Status of other cases addressing merits.

  • 4th Circuit. On May 10, 2011, the Fourth Circuit heard oral argument in Liberty University, Inc. v. Geithner and Virginia ex rel. Cuccinelli v. Sebelius, conflicting decisions out of the Western and Eastern District’s of Virginia, respectively. The panel consists of Judges Diana Gribbon Motz (a Clinton appointee), Andre M. Davis (Obama), and James A. Wynn, Jr. (Obama).
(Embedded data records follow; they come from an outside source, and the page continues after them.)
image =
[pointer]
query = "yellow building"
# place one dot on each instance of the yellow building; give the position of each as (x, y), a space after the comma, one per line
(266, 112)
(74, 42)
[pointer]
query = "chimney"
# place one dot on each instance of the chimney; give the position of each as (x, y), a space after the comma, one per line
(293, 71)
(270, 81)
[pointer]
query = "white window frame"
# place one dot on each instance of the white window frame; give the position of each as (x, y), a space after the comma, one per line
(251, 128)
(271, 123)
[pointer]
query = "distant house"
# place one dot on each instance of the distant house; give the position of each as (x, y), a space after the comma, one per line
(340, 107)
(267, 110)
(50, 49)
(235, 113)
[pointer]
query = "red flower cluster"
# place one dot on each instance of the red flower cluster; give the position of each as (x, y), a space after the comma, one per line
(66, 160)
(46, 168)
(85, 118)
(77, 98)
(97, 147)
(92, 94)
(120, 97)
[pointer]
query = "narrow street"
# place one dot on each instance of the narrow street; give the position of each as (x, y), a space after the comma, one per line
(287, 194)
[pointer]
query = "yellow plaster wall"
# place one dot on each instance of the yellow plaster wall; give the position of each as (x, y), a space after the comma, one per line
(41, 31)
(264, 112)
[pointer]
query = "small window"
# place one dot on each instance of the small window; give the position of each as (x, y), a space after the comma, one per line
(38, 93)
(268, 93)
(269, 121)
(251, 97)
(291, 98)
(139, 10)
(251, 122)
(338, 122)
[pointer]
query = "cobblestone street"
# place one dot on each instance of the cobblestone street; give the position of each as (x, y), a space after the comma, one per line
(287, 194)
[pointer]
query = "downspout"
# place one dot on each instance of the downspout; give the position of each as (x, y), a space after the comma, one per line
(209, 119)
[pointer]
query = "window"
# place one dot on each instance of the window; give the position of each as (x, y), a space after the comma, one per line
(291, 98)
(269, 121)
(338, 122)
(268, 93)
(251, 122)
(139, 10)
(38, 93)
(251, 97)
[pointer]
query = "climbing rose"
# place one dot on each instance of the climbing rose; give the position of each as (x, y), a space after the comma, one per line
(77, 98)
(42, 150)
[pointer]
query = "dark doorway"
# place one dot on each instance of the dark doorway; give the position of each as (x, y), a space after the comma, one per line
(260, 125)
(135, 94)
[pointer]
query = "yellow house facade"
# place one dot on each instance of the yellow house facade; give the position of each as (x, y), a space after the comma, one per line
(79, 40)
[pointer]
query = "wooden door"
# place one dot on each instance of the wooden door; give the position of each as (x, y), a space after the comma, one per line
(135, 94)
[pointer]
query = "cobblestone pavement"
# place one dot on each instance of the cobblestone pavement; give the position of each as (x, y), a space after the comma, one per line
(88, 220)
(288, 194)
  • 11th Circuit. On June 8, 2011, the Eleventh Circuit heard oral argument in Florida ex rel. Bondi v. United States Dept. of Health and Human Services, in which the Florida district court held the individual purchase requirement unconstitutional and not severable from the rest of the statute, thereby invalidating the entire ACA. The panel consists of Judges Joel F. Dubina (G.H.W. Bush), Stanley Marcus (Clinton), and Frank M. Hull (Clinton). Despite the presence of two Clinton appointees on the panel, court watchers have suggested this is the panel that is most likely to declare the individual purchase requirement unconstitutional.
  • D.C. Circuit. The D.C. Circuit will hear oral argument in Seven-Sky v. Holder (called Mead v. Holder below) on September 23, 2011. The appeal is from the District Court for the District of Columbia, which held the individual purchase requirement constitutional. The panel consists of Judges Brett Kavanaugh (G.W. Bush), Harry T. Edwards (Carter), and Laurence H. Silberman (Reagan).